Une des conditions essentielles du questionnement d’explicitation est qu’il porte bien sur une tâche réelle et spécifiée. Lorsque la parole n’est pas reliée à la situation de référence, elle n’apporte la plupart du temps que des informations imprécises, générales, souvent très pauvres. Le fait que l’interviewé soit dans cette position de parole incarnée est une des conditions fondamentales de l’accès aux informations relatives au vécu de l’action.

Il s’agit donc de mettre en évidence le déroulement de l’action. Les principes du questionnement descriptif sont les suivants :

  • Encourager la description et éviter les « pourquoi ». Ne pas poser des questions qui induisent des réponses de l’ordre du déjà conceptualisé. Si l’enseignant ne renonce pas aux « pourquoi », l’élève va essayer de donner une explication de l’ordre des justifications, des excuses, des rationalisations, des jugements.
  • Privilégier l’expression des « quoi », « qu’est-ce que », « où », « quand », « comment ». Il s’agit donc de formuler des questions qui induiront une réponse ponctuelle et descriptive. Je vais demander à l’élève de décrire ce qu’il fait. Que fait-il quand il fait cette chose ? Comment le fait-il ? Le questionnement descriptif est là pour documenter le détail de l’action effectuée, jusqu’à être suffisamment bien informé pour comprendre la logique de l’élève dans la production de la réponse.
techniques de questionnement

Les buts visés par ces techniques de questionnement

Aucun observateur ne peut observer les processus cognitifs.

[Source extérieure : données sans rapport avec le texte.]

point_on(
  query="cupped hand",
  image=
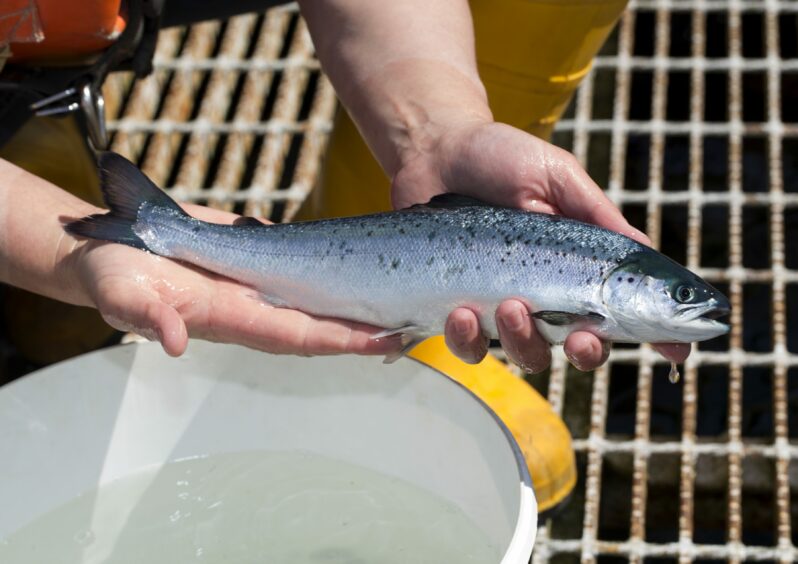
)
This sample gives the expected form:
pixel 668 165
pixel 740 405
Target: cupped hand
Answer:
pixel 506 166
pixel 168 301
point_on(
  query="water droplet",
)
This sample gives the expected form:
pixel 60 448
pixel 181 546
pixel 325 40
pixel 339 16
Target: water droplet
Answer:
pixel 84 538
pixel 673 375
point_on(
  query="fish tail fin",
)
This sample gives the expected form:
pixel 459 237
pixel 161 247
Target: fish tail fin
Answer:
pixel 125 189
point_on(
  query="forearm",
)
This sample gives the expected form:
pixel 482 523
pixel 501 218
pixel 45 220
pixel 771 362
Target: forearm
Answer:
pixel 405 71
pixel 35 252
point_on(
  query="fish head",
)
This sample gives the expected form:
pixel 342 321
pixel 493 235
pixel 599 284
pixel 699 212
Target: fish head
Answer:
pixel 656 300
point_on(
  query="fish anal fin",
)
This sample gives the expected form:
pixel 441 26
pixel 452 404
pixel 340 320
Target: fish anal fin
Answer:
pixel 561 318
pixel 410 336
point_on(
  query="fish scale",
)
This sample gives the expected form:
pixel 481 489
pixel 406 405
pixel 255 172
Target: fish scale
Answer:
pixel 407 270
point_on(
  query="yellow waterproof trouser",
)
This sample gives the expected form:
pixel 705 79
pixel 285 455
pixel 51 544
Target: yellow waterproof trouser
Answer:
pixel 531 56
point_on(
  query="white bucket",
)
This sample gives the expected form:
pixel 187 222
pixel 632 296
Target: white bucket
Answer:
pixel 84 423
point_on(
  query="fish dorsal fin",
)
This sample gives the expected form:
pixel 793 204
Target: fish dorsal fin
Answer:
pixel 451 201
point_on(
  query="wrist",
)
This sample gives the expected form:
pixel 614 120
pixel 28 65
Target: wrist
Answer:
pixel 422 103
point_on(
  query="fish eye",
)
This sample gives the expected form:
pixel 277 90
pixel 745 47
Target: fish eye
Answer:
pixel 684 294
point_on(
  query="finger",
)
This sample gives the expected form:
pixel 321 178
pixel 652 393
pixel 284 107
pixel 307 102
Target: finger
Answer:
pixel 237 316
pixel 575 193
pixel 464 337
pixel 520 339
pixel 586 351
pixel 149 318
pixel 674 352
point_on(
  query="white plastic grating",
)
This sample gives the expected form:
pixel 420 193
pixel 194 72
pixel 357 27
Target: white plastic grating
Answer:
pixel 690 119
pixel 236 114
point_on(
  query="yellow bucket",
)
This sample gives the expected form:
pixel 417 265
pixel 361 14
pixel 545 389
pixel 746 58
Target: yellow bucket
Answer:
pixel 531 55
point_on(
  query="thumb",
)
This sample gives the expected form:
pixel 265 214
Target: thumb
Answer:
pixel 150 318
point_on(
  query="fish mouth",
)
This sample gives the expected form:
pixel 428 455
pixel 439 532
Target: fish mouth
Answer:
pixel 704 319
pixel 716 313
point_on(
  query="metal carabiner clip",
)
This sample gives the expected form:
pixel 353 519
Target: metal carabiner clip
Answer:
pixel 85 98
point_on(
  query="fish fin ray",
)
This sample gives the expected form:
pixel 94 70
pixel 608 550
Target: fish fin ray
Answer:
pixel 409 342
pixel 410 336
pixel 404 329
pixel 125 189
pixel 560 318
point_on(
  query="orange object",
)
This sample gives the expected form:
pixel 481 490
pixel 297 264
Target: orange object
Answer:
pixel 71 28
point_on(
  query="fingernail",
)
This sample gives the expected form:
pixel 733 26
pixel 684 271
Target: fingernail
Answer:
pixel 575 361
pixel 462 327
pixel 514 320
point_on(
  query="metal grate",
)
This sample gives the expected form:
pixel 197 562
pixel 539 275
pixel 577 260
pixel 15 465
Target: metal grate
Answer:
pixel 236 114
pixel 689 119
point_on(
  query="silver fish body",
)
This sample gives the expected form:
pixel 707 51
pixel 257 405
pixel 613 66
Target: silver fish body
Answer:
pixel 407 270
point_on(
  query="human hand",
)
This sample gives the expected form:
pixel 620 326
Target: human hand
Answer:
pixel 506 166
pixel 168 301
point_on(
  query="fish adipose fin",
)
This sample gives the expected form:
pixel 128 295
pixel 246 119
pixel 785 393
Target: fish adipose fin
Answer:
pixel 245 221
pixel 451 201
pixel 410 338
pixel 125 189
pixel 560 318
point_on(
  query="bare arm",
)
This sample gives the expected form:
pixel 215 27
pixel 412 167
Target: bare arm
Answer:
pixel 35 252
pixel 158 298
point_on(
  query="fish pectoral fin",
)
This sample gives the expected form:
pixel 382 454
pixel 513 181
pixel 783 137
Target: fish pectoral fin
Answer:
pixel 410 336
pixel 560 318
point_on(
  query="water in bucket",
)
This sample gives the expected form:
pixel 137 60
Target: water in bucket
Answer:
pixel 251 506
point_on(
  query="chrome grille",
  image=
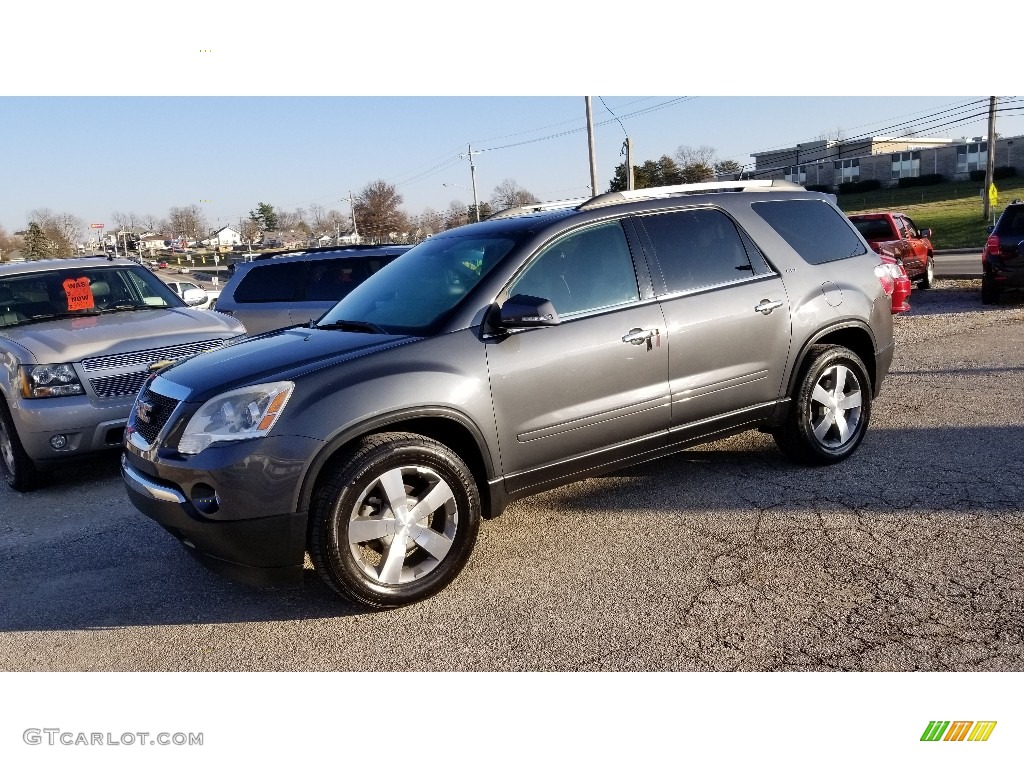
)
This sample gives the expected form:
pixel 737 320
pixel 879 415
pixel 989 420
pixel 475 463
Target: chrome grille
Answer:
pixel 147 356
pixel 122 385
pixel 160 411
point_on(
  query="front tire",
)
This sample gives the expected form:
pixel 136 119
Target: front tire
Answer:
pixel 830 409
pixel 395 521
pixel 18 470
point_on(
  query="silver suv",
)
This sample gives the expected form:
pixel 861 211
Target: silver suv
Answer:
pixel 502 358
pixel 77 339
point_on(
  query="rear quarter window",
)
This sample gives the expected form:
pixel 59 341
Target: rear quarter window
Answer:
pixel 270 283
pixel 813 228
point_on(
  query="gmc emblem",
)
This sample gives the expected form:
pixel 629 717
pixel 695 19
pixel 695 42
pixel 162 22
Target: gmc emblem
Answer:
pixel 142 411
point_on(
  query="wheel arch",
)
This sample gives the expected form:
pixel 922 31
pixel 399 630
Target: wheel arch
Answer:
pixel 442 424
pixel 854 336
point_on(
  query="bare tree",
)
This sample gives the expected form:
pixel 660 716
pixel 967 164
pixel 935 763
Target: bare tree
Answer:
pixel 188 221
pixel 509 195
pixel 378 211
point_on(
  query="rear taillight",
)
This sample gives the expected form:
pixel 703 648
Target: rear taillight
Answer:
pixel 887 276
pixel 991 246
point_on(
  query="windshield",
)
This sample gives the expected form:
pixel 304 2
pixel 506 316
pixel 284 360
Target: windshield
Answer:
pixel 73 292
pixel 416 292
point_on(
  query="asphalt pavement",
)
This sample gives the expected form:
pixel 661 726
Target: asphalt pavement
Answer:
pixel 907 556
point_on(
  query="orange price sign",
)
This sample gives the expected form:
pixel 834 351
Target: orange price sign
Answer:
pixel 79 294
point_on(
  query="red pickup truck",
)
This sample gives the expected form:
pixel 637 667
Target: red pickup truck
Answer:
pixel 896 235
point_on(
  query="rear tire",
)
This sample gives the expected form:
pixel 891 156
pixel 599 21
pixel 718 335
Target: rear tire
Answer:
pixel 18 470
pixel 395 521
pixel 830 408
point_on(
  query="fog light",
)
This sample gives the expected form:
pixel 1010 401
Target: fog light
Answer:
pixel 205 499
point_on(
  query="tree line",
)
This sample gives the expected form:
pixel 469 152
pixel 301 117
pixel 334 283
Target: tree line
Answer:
pixel 377 210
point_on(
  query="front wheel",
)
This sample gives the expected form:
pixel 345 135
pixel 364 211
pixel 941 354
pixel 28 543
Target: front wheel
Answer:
pixel 929 280
pixel 18 470
pixel 395 521
pixel 830 409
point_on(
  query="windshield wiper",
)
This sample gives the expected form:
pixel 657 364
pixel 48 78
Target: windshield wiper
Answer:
pixel 354 326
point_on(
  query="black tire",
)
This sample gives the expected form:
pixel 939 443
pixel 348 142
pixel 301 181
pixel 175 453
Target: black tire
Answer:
pixel 811 433
pixel 989 293
pixel 18 470
pixel 929 280
pixel 393 565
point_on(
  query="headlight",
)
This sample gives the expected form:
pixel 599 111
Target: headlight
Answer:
pixel 50 381
pixel 239 415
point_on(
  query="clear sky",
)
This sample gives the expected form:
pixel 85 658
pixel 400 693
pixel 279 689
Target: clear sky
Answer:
pixel 93 156
pixel 151 110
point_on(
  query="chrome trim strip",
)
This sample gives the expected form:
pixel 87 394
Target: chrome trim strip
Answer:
pixel 146 486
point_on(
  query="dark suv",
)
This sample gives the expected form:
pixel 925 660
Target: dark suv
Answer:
pixel 501 358
pixel 276 290
pixel 1003 259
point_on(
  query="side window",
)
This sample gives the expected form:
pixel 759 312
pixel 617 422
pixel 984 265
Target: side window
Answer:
pixel 697 248
pixel 585 270
pixel 812 227
pixel 270 283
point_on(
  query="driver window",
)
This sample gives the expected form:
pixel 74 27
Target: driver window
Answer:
pixel 585 270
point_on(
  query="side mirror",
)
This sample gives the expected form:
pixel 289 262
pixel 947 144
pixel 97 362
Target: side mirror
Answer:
pixel 194 296
pixel 527 311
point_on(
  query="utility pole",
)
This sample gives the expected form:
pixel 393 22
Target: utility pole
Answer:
pixel 630 181
pixel 472 175
pixel 989 158
pixel 590 143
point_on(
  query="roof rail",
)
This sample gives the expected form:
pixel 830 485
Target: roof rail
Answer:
pixel 652 193
pixel 537 208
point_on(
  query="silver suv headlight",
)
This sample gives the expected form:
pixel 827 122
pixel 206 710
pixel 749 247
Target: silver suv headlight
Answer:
pixel 50 381
pixel 239 415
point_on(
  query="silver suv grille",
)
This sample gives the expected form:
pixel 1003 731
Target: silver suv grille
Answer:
pixel 147 356
pixel 122 385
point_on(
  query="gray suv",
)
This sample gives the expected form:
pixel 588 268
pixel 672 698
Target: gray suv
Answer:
pixel 505 357
pixel 77 339
pixel 287 289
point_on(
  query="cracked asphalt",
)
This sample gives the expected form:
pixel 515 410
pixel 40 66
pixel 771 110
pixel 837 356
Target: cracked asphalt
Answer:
pixel 907 556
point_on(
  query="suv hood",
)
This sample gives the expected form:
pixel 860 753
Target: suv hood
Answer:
pixel 73 339
pixel 279 354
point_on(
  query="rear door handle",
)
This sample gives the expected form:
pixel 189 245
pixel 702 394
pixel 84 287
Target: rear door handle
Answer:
pixel 766 306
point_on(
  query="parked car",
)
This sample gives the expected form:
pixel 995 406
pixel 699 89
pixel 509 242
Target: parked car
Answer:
pixel 501 358
pixel 278 290
pixel 1003 259
pixel 77 340
pixel 897 233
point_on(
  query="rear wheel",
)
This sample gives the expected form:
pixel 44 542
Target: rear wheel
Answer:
pixel 395 521
pixel 929 280
pixel 18 470
pixel 830 408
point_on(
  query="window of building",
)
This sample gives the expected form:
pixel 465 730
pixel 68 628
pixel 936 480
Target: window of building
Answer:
pixel 847 170
pixel 796 173
pixel 972 157
pixel 906 164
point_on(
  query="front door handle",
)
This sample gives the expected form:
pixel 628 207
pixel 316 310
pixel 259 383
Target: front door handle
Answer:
pixel 766 306
pixel 640 336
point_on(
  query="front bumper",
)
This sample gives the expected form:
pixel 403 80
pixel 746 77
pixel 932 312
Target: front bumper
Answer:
pixel 236 506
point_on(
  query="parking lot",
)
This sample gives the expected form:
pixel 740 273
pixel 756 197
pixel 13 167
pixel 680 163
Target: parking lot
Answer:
pixel 907 556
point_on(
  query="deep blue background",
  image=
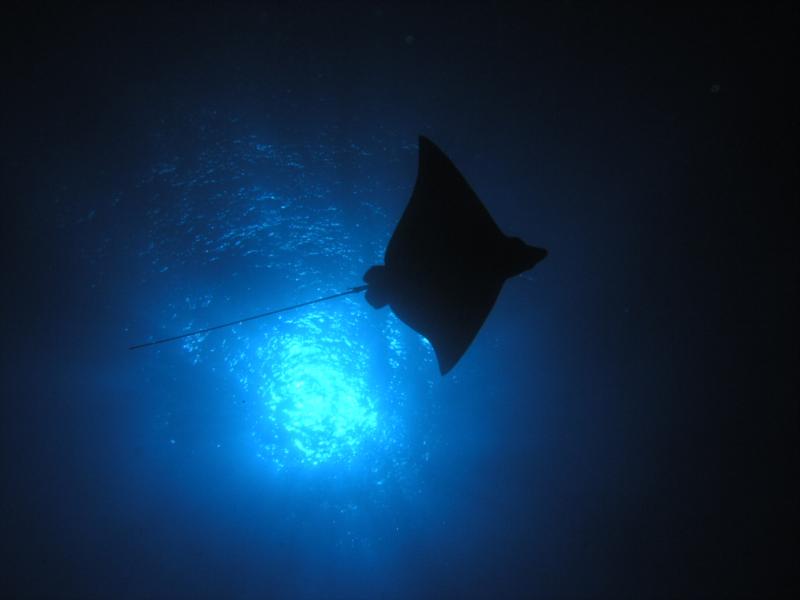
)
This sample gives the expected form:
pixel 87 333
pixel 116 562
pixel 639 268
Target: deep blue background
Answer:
pixel 625 422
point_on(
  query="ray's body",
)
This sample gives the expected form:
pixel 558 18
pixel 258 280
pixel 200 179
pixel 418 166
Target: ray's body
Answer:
pixel 447 260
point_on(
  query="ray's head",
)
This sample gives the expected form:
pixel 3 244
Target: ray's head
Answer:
pixel 521 257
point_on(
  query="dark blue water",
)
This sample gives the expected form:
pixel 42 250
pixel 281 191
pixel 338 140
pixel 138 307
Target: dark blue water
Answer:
pixel 623 423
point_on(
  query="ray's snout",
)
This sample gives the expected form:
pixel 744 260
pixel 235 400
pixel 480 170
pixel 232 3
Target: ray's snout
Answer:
pixel 521 257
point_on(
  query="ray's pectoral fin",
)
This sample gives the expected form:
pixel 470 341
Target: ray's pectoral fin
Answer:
pixel 446 261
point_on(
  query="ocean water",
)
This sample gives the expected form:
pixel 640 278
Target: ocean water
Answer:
pixel 619 427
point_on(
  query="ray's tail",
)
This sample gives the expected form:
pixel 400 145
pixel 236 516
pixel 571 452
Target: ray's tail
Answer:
pixel 353 290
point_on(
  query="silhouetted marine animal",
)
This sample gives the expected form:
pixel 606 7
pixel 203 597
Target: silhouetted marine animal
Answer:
pixel 444 266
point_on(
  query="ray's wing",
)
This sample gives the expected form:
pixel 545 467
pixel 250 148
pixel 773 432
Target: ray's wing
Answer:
pixel 444 218
pixel 445 247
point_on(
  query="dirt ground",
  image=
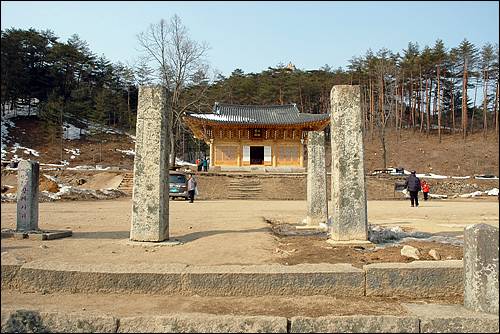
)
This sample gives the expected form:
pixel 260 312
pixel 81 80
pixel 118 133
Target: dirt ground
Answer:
pixel 137 304
pixel 231 232
pixel 413 150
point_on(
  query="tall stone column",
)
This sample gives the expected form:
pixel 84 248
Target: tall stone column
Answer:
pixel 481 268
pixel 151 176
pixel 317 203
pixel 348 173
pixel 28 174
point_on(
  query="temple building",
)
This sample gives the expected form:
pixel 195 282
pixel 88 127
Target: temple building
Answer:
pixel 243 136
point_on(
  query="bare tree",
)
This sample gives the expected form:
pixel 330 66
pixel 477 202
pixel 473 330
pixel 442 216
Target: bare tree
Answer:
pixel 181 62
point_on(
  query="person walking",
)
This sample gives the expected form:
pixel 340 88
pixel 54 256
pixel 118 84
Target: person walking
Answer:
pixel 425 189
pixel 205 164
pixel 413 185
pixel 191 188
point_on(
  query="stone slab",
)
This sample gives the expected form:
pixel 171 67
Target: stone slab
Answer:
pixel 50 235
pixel 261 280
pixel 51 277
pixel 317 203
pixel 351 243
pixel 28 175
pixel 348 188
pixel 202 323
pixel 355 324
pixel 31 321
pixel 415 279
pixel 436 318
pixel 481 268
pixel 150 220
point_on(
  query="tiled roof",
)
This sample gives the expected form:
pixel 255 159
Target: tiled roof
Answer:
pixel 269 115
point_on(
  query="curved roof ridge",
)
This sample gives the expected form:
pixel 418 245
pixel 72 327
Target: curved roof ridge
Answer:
pixel 256 105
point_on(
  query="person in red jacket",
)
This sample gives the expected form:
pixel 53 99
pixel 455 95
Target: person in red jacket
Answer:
pixel 425 189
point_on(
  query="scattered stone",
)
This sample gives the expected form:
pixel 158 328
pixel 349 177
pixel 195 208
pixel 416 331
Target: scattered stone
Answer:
pixel 317 203
pixel 348 189
pixel 434 254
pixel 150 220
pixel 481 268
pixel 410 251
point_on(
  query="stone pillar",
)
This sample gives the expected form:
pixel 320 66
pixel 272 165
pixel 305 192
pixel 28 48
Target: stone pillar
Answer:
pixel 151 175
pixel 481 268
pixel 348 172
pixel 28 174
pixel 212 153
pixel 317 203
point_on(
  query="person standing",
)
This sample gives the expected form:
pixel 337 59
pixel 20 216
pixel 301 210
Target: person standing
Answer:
pixel 425 189
pixel 413 185
pixel 191 187
pixel 205 164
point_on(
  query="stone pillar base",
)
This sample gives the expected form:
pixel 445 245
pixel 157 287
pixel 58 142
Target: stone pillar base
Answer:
pixel 351 243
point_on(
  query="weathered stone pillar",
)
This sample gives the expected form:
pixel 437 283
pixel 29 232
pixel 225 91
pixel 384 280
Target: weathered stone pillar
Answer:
pixel 28 174
pixel 151 176
pixel 348 173
pixel 317 203
pixel 481 268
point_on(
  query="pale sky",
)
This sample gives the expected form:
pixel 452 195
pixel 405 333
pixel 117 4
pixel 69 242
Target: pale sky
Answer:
pixel 255 35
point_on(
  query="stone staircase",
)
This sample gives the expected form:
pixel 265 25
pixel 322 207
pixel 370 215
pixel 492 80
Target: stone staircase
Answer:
pixel 127 184
pixel 244 188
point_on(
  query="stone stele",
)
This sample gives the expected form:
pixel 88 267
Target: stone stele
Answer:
pixel 481 268
pixel 28 173
pixel 151 176
pixel 317 204
pixel 348 173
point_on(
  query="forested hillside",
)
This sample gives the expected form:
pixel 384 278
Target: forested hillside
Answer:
pixel 433 90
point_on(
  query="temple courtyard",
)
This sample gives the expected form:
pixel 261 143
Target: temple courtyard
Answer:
pixel 234 232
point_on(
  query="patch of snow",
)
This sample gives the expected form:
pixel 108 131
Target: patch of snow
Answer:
pixel 474 194
pixel 127 152
pixel 72 132
pixel 383 236
pixel 483 177
pixel 438 196
pixel 492 192
pixel 431 176
pixel 75 151
pixel 180 162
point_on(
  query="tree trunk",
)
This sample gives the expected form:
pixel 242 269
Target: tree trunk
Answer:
pixel 464 101
pixel 496 111
pixel 474 107
pixel 420 104
pixel 452 106
pixel 384 149
pixel 427 99
pixel 396 114
pixel 485 104
pixel 439 101
pixel 371 109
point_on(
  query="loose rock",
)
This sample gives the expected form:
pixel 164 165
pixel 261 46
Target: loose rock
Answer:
pixel 434 254
pixel 410 251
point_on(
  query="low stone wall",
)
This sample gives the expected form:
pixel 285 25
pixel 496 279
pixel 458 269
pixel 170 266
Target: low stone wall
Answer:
pixel 413 280
pixel 32 321
pixel 418 278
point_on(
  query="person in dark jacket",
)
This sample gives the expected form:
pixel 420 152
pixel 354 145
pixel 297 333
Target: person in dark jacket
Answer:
pixel 413 185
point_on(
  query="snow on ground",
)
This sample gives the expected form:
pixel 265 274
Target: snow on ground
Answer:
pixel 74 152
pixel 180 162
pixel 6 125
pixel 127 152
pixel 387 236
pixel 72 132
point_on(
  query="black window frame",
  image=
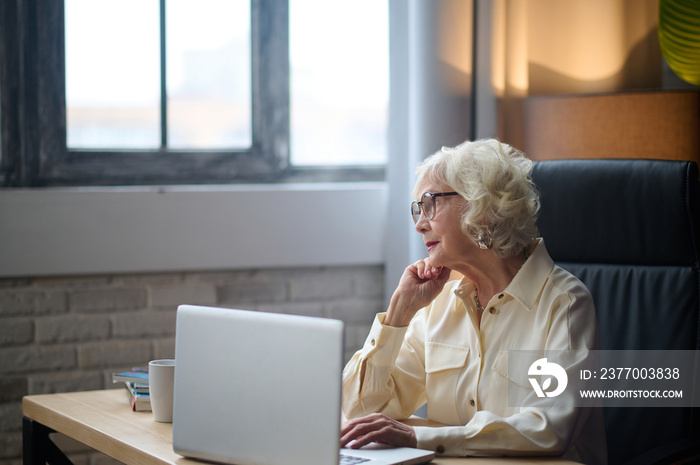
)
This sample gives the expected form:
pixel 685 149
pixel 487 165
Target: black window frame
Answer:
pixel 33 114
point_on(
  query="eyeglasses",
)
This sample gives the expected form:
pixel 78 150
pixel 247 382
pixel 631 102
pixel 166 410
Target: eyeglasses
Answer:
pixel 426 205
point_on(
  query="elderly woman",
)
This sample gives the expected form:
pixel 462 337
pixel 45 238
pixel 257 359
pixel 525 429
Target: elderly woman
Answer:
pixel 446 343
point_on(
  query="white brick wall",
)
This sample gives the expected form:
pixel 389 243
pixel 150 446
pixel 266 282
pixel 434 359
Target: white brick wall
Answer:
pixel 70 333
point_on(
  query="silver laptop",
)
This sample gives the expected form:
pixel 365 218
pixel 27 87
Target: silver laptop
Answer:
pixel 264 389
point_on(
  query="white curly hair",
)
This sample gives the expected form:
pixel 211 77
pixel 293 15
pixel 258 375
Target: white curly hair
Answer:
pixel 494 178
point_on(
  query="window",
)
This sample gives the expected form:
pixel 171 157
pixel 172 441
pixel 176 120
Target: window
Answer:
pixel 164 116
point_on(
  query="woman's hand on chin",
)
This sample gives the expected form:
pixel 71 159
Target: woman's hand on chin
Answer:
pixel 419 285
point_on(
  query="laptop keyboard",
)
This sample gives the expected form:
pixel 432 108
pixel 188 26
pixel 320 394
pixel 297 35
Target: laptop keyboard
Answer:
pixel 350 460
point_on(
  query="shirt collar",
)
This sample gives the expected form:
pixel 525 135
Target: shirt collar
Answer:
pixel 527 284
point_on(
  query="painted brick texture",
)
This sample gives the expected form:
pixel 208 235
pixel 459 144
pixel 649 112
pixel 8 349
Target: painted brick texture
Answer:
pixel 63 334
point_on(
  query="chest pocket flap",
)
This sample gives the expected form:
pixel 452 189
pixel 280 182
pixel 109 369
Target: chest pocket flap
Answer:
pixel 439 356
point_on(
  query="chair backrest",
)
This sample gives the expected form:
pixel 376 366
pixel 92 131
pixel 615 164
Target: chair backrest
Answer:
pixel 629 229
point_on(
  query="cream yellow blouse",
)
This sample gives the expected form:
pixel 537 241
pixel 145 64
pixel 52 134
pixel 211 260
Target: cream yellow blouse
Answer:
pixel 461 369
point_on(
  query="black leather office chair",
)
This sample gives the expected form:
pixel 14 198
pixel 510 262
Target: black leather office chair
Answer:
pixel 629 229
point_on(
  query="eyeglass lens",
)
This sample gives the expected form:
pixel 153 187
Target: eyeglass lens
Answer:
pixel 427 205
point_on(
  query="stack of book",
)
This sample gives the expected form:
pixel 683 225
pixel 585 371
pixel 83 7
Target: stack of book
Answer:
pixel 136 382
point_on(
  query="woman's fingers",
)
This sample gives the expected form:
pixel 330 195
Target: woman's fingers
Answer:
pixel 377 428
pixel 426 271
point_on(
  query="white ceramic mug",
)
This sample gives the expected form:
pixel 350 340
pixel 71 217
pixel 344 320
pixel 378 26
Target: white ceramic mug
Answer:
pixel 161 378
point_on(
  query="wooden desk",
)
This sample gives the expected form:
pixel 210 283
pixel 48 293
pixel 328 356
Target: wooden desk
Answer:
pixel 104 421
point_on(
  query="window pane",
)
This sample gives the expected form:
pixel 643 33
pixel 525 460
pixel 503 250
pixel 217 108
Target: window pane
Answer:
pixel 339 58
pixel 208 74
pixel 112 74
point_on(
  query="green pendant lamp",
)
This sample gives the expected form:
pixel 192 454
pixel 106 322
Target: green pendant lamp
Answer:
pixel 679 37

Ce qu’il observera, ce sont des actions, des traces, des verbalisations à partir desquelles il peut formuler des inférences sur les processus. Par conséquent, le questionnement porte bien sur les actions du sujet et non pas sur les processus. Une solution efficace est de procéder à un diagnostic qui commence toujours par le début de l’action. Qu’as-tu fait en premier ?. Puis d’aider l’enfant à « dérouler » le film des actions qu’il a effectuées: « qu’as-tu fait ensuite ? Comment savais-tu que c’était terminé ? ».

En fait, l’entretien d’explicitation poursuit trois buts principaux ;

  • Aider l’enseignant à s’informer. L’obtention d’informations permet à l’enseignant de développer une action pédagogique mieux adaptée.
  • Aider l’élève à s’auto-informer (retour réflexif). Prise de conscience du fait qu’il y a une démarche, qu’il est possible de la connaître. Qu’elle peut être partagée par la parole, qu’elle n’est pas la même chez chacun. Qu’elle est source d’erreurs et qu’elle peut se perfectionner. Il s’agit d’une médiation pour aider l’élève à faire l’expérience du fonctionnement de sa propre pensée.
  • Apprendre à l’élève à s’auto-informer. Ce but touche au fonctionnement métacognitif et au concept d’apprendre à apprendre.

En résumé, l’objectif des techniques de questionnement lors de l’entretien pédagogique est d’aider l’élève à formuler dans son propre langage le contenu, la structure de ses actions et sa pensée privée. Le questionnement d’explicitation prend donc son sens dans une pédagogie qui fait une place importante à la prise en compte de la démarche propre de l’élève. Il permet de comprendre comment l’élève a travaillé. Quelles difficultés il a rencontrées dans sa tâche. Quelles ressources il a pu exploiter. Il permet par conséquent d’envisager l’aide dont l’élève a besoin et les objectifs à poursuivre avec lui.